Rechargeable battery shipments to be barred from airliners
A United Nations panel already approved the idea that the shipments of rechargeable lithium batteries be banned from passenger airliners since the batteries may create fires capable of destroying planes.
The decision by the Montreal-based International Civil Aviation Organisation’s top-level governing council is not binding, but most countries follow the agency’s standards.
The Council’s decision will be effective 1 April, 2016.
Lithium-ion batteries are used in a vast array of products, from cellphones and laptops to some electric cars. That’s near the melting point of aluminum, which is used in aircraft construction.
It doesn’t apply to cargo-only airlines or to batteries already installed in phones, computers or other equipment, meaning individual passengers won’t have to leave their batteries behind.
The FAA is reporting that one bad battery can cause a chain reaction among other ion batteries-called thermal runaway-resulting in an explosion which could theoretically take down a passenger aircraft. A single cargo container can hold thousands of batteries.

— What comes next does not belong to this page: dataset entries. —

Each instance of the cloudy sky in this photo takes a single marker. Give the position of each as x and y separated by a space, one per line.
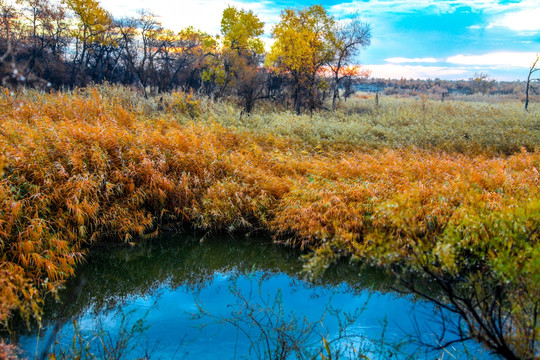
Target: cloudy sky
448 39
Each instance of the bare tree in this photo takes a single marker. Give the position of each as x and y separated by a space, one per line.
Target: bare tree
532 70
347 41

Back in October, the US’s Federal Aviation Administration (FAA) said it would back such a ban, while warning passengers not to pack spare lithium metal and spare rechargeable lithium ion batteries in their checked baggage.
The Air Line Pilots Association said lawmakers should have enacted a ban of their own to show the U.S.is serious about preventing fires on-board planes that have been associated with the lithium batteries in recent years.
“This has been a long time coming, and is justified by the risk these batteries pose in transportation”, said Mark Rogers of the Air Line Pilots Association in North America. Representatives from the Netherlands and France on the unsafe goods panel voted last autumn against a ban.
The official wasn’t authorized to speak publicly and spoke on the condition that he not be named.
The group that lobbies for battery markers in Washington, PRBA – The Rechargeable Battery Association, said the “decision by the ICAO Council was not unexpected”, although its industry strongly disagrees with the regulators’ conclusions.
“When the industry banned the shipment of lithium-metal batteries, we saw instances of them being passed off as lithium-ion batteries”, an expert familiar with ICAO’s move told Reuters, questioning whether a ban on the batteries would make passenger planes safer.